# Submission of NZ EOI



## madil (Mar 17, 2013)

Hi All,

I want to know can I submit Newzealand EOI without submitting PAR.

I have already calculated my points and its over 100.

My question is that what I need to complete before submitting EOI (are there any prerequisites).

Will appreciate your feedback and details.

Regards,
Adil


----------



## escapedtonz (Apr 6, 2012)

madil said:


> Hi All,
> 
> I want to know can I submit Newzealand EOI without submitting PAR.
> 
> ...


Hi Adil,

A Pre-Assessment is required for each qualification you wish to be assessed individually for submission of EOI. 
A separate assessment application for each and they only take around 20 days to process assuming you complete the application correctly.

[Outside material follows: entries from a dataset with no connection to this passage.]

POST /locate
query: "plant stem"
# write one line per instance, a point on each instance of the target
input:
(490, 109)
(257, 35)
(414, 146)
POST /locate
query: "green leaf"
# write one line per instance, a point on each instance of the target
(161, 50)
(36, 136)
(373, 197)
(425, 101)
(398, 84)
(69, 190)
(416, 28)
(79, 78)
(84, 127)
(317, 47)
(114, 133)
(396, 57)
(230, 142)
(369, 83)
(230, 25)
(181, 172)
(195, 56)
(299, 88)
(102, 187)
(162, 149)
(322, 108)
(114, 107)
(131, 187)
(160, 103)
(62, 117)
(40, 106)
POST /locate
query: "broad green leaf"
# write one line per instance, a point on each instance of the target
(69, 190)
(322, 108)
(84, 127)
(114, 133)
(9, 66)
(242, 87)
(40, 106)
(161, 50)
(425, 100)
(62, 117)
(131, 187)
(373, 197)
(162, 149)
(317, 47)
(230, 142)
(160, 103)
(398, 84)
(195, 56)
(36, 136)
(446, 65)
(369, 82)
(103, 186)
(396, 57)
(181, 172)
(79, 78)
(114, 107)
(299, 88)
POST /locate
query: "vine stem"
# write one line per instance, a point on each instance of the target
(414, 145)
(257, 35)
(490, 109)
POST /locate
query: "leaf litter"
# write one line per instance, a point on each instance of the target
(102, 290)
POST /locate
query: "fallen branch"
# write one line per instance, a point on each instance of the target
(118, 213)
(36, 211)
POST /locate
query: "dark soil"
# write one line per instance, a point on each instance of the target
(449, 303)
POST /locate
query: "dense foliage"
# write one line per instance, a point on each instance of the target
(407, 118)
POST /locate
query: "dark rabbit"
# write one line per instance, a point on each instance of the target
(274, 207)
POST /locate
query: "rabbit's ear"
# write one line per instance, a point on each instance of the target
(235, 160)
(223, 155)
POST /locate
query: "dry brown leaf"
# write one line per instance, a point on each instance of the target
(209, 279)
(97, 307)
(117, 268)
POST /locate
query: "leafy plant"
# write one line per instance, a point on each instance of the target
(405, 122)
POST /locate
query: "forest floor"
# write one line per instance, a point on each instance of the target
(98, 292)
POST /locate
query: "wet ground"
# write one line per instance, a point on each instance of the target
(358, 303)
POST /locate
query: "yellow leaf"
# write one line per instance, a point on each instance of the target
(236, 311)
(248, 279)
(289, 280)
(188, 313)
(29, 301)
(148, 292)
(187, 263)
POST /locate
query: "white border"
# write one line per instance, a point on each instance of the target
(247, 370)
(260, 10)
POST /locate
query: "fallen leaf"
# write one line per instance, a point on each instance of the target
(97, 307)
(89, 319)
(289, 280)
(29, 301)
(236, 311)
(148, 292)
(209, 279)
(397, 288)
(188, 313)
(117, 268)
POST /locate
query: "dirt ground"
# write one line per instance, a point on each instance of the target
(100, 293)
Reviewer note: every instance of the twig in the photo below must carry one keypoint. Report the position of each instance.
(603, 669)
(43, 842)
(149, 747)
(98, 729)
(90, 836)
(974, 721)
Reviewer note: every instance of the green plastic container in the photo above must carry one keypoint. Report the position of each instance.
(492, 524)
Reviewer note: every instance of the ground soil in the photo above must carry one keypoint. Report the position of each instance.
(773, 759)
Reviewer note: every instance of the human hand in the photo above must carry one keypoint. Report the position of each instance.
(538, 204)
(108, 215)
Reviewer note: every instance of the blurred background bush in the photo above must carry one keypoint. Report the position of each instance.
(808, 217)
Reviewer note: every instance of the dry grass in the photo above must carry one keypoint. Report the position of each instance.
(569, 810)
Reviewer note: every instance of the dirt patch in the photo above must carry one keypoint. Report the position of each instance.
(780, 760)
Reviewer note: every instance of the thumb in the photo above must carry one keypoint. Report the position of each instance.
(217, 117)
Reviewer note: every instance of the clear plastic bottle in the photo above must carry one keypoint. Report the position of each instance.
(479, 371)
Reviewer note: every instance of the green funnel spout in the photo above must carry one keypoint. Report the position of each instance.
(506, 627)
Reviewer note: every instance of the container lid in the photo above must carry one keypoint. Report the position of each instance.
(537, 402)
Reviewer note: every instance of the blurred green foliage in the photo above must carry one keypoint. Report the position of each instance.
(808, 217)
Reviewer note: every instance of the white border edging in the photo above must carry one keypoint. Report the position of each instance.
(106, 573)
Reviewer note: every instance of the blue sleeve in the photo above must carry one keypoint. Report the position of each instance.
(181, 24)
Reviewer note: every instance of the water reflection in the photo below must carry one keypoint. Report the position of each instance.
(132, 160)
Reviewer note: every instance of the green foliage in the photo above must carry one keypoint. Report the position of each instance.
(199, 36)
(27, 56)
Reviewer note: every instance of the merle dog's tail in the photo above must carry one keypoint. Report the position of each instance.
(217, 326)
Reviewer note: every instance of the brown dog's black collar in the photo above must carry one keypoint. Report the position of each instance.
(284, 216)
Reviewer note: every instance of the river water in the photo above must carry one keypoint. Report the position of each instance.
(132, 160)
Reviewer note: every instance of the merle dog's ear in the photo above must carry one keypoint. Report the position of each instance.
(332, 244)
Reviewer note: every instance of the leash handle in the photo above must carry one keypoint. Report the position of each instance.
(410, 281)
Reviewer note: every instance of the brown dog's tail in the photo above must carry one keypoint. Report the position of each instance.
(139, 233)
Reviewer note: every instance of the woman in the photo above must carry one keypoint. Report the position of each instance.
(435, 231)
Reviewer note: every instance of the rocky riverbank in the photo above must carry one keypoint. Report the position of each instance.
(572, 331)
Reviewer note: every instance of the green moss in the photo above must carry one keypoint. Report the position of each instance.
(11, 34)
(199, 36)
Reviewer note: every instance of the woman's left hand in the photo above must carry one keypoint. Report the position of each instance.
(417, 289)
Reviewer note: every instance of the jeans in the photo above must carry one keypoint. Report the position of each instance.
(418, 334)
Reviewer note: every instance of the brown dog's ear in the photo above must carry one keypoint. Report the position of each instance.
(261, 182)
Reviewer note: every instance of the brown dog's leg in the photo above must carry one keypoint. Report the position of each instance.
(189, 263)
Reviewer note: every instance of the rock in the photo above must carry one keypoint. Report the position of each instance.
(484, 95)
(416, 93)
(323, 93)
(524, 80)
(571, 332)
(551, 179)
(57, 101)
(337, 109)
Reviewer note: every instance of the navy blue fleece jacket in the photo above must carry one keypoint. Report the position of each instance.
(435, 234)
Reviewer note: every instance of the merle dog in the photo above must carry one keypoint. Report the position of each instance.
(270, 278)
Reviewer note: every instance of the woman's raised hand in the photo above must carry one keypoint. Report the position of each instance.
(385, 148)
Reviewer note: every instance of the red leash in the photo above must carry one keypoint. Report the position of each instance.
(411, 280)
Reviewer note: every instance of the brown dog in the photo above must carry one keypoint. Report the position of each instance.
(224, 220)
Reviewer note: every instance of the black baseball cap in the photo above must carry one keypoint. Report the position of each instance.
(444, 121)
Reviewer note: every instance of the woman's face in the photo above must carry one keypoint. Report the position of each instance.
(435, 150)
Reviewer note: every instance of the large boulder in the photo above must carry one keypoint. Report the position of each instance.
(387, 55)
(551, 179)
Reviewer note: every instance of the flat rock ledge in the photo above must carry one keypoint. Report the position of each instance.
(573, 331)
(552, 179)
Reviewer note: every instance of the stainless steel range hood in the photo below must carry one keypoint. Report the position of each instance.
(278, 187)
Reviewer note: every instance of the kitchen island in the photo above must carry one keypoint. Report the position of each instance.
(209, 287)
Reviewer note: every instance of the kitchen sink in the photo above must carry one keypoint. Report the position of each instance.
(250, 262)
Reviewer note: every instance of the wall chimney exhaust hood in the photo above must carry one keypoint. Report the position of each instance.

If you don't use PAR you run the risk of claiming incorrect points on the EOI which could have further consequences.

What do you score on the points calculator ?

Regards,


----------



## madil (Mar 17, 2013)

Hi, 

Many thanks for the detailed answer.

I scored 125.

Regards,


----------



## escapedtonz (Apr 6, 2012)

madil said:


> Hi,
> 
> Many thanks for the detailed answer.
> 
> ...


......and does that include score for qualifications that you haven't yet had PAR ?

125 means you are eligible to apply, however unlikely to be selected from the pool.

Regards,


----------



## madil (Mar 17, 2013)

Its total 125.

What is the probability of getting being selected?

Any idea?

Regards,


----------



## escapedtonz (Apr 6, 2012)

madil said:


> Its total 125.
> 
> What is the probability of getting being selected?
> 
> ...


Probability - not very likely.
Have a look at the latest historic selection details here......

http://formshelp.immigration.govt.n...Interest/historyofselectionpoints/eoi2013.htm


----------



## nandini.nataraj (Jul 23, 2013)

Post deleted. Identical post submitted on multiple threads!


----------